Take my garden for example.
Summers are pretty brutal here in Perth. Water is scarce, so quite rightly, we have water restrictions. Even the most sophisticated, drip reticulation system can only be switched on twice or thrice a week. And if we get a total sprinkler ban, then reticulation becomes impotent.
I can’t afford the $5000 or so for a bore, or equivalent for a grey water system right now. Retrofitting watertanks to this house would also be $$$, I collect as much of the rainfall as I can, but it’s gone all to soon.
Luckily for me, farmers have been facing very low rainfall, average soils and warm climates for millennia. And a few years ago, I found Urban Homestead. The Durvaes family have been using ollas in their raised beds in their Pasadena, California garden for many years, with great success. Their plants thrive and their water use is minimal. It was the first time I had ever encountered ollas and I was immediately smitten. Ollas are an ancient form of irrigation. Apparently, ollas have been in use in various agricultural centred cultures for over 4000 years.
They are traditionally rounded terracotta pots with a narrow neck. Ollas are submerged into the soil, with just the neck protruding. Once filled with water, the olla seeps water into the surrounding soil, directly to the roots, right where it is needed. Obviously, no water is lost to runoff or evaporation. You can use them in pots and the garden bed. I rotate my beds around, so the ollas can be moved easily enough too. Plus, ollas are perfect if you are renting. You can dig them up and take them with you.
Great idea right?
Indeed yes! But, getting them shipped from the US equated to about $100 an olla! Ouch.
For a while, I couldn’t find them in Australia. But quick google search for “ollas + Australia” will produce a few results for suppliers in Australia.
But ouch. Again! While much cheaper than the US sites, Aussie-ollas are still pricy. I wouldn’t get much change from $200.00 to get a dozen ollas delivered to my door.
Fortunately, a much simpler solution showed up in my Pinterest feed. It’s one of those things that when you look at it, you feel instantly silly for not thinking of it yourself sooner.
Homemade ollas using terracotta pots!
This week, when I resolved to finally getting them constructed, I found the perfect pot size, on sale for just $1.00 each. Woohoo!
So for the much more budget-friendly price of $24.00 I made myself a dozen ollas. That’s $2.00 each!
Here’s how I constructed mine…
How to Make Awesome Two-Dollar Ollas
You will need..
Two equal sized unglazed terracotta pots.
One tube of weatherproof silicone sealer*.
Optional: old pieces of pipe or hose to fit the drainage hole of the pot.
*I made twelve large ollas and three smallish ones. One tube of silicone sealer was enough to do the lot, with some to spare. I also used a food safe grade silicone, the kind used for watertanks and indoor plumbing.
I laid out a big tarpaulin and set up a production line.

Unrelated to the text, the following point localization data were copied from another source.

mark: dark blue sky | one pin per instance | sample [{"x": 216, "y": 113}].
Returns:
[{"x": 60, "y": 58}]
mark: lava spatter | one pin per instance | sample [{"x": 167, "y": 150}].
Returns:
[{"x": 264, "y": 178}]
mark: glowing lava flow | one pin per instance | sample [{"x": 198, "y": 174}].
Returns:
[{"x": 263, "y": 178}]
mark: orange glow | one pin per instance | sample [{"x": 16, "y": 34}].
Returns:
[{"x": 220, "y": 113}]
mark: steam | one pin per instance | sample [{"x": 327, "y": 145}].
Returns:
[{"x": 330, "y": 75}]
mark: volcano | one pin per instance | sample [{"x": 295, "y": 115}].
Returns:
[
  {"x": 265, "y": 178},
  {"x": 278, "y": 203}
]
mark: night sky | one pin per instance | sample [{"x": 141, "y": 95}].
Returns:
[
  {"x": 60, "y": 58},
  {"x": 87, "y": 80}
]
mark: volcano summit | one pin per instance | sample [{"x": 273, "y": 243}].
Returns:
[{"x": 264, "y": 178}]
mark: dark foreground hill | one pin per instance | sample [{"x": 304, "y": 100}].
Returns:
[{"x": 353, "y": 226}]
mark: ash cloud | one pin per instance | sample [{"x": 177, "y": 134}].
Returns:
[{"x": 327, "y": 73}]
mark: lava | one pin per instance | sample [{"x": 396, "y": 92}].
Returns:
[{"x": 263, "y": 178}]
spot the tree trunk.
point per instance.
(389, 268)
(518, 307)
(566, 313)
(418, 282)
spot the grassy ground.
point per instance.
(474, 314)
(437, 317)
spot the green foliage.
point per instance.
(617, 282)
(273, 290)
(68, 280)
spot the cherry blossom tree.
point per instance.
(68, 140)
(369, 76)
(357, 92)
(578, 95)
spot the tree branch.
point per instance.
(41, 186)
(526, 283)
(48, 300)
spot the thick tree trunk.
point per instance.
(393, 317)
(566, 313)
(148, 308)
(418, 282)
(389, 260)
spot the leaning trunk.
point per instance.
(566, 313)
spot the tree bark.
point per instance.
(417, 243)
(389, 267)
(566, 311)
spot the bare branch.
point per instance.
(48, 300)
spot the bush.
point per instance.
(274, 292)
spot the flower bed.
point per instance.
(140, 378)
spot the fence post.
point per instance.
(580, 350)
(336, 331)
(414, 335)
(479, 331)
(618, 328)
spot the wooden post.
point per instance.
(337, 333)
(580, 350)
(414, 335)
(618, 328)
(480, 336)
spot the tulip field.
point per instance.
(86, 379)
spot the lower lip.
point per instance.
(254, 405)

First, I sealed the drainage hole in the bottom of the pots with silicone, both inside and out, to make doubly sure it won’t drain when filled with water. I just cut out pieces of milk bottle plastic to stick on the inside of the pot to act as a plug.

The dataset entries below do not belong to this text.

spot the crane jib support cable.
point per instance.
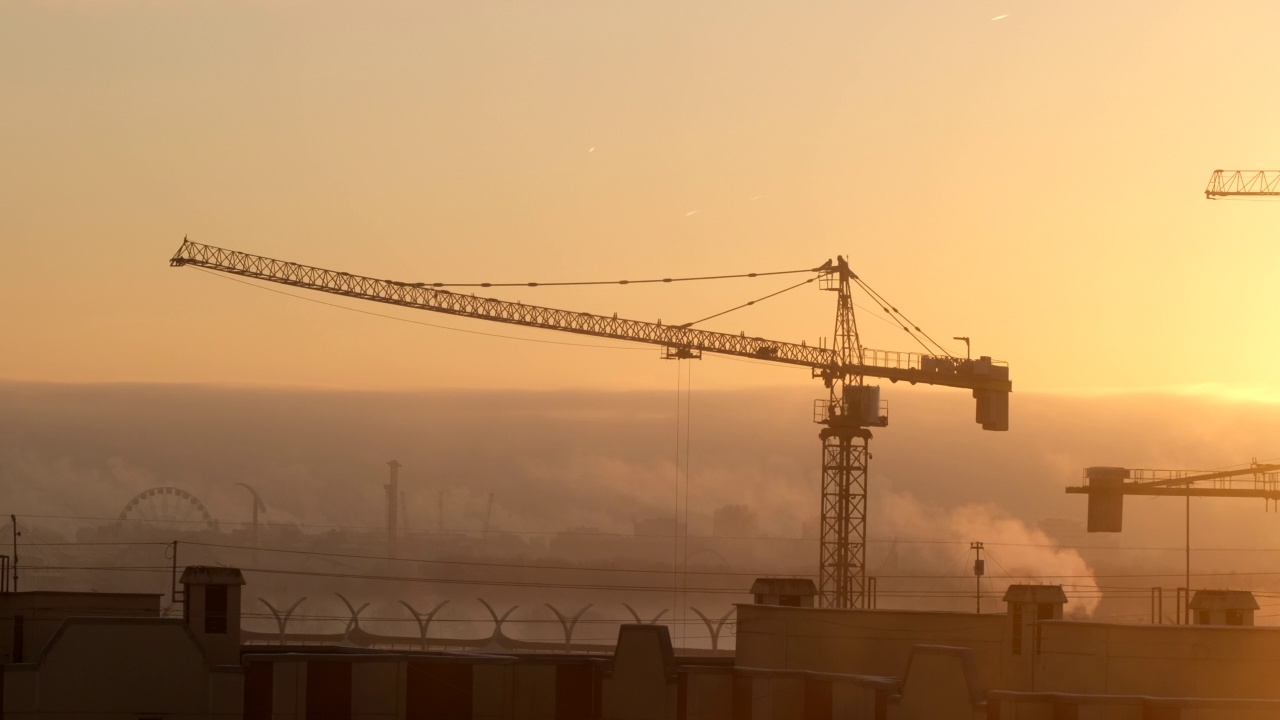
(909, 367)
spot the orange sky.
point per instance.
(1033, 182)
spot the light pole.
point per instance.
(259, 506)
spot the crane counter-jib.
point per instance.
(988, 379)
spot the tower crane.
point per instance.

Then I was going to add a hose neck to the top pot. But my old bit of garden house was too wide and I couldn’t manage to secure it properly to the top of the pot. Instead, I covered the top of the pot with silicone. I will look for some pipe to fit, but in the meantime, if I have to submerge them with the top at soil level, at least water will not evaporate through the top. To stop debris from falling in the pot, I will cover the hole with a recycled bottlecap.

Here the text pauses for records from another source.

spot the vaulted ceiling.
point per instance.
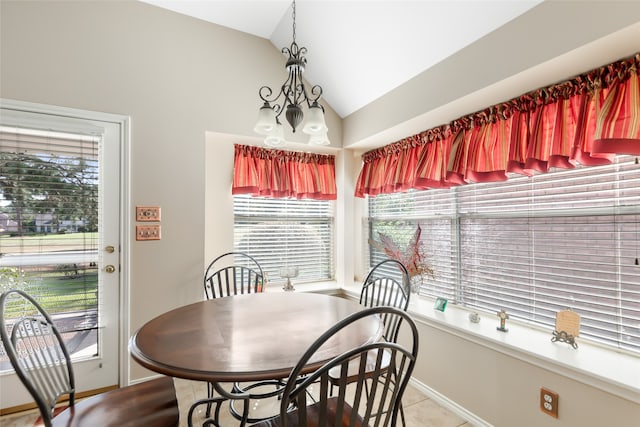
(358, 50)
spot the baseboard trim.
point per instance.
(449, 404)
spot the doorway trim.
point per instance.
(124, 123)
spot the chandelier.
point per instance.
(291, 99)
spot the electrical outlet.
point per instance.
(549, 402)
(147, 232)
(147, 213)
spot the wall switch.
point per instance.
(549, 402)
(147, 232)
(147, 213)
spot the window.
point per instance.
(286, 233)
(49, 227)
(533, 246)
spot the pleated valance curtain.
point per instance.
(275, 173)
(586, 120)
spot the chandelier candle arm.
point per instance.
(291, 99)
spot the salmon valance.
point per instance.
(283, 174)
(586, 120)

When both halves were dry, I placed one on top of the other like so. I piped the silicone around the rim of the bottom pot, placed the top one on top and smoothed the silicone around the seam using a plastic spatula. Some pots needed extra silicone around the rim to get a good, thick seal.
I had to leave mine to dry for 24 hours for the silicone to cure.
Once they had dried, I filled them up with water for a test run to ensure there were no leaks. They held their water. My large ollas hold a generous 3 litre drink. I’m thrilled with how they turned out. I’ll be making more this week in preparation for a hot summer ahead.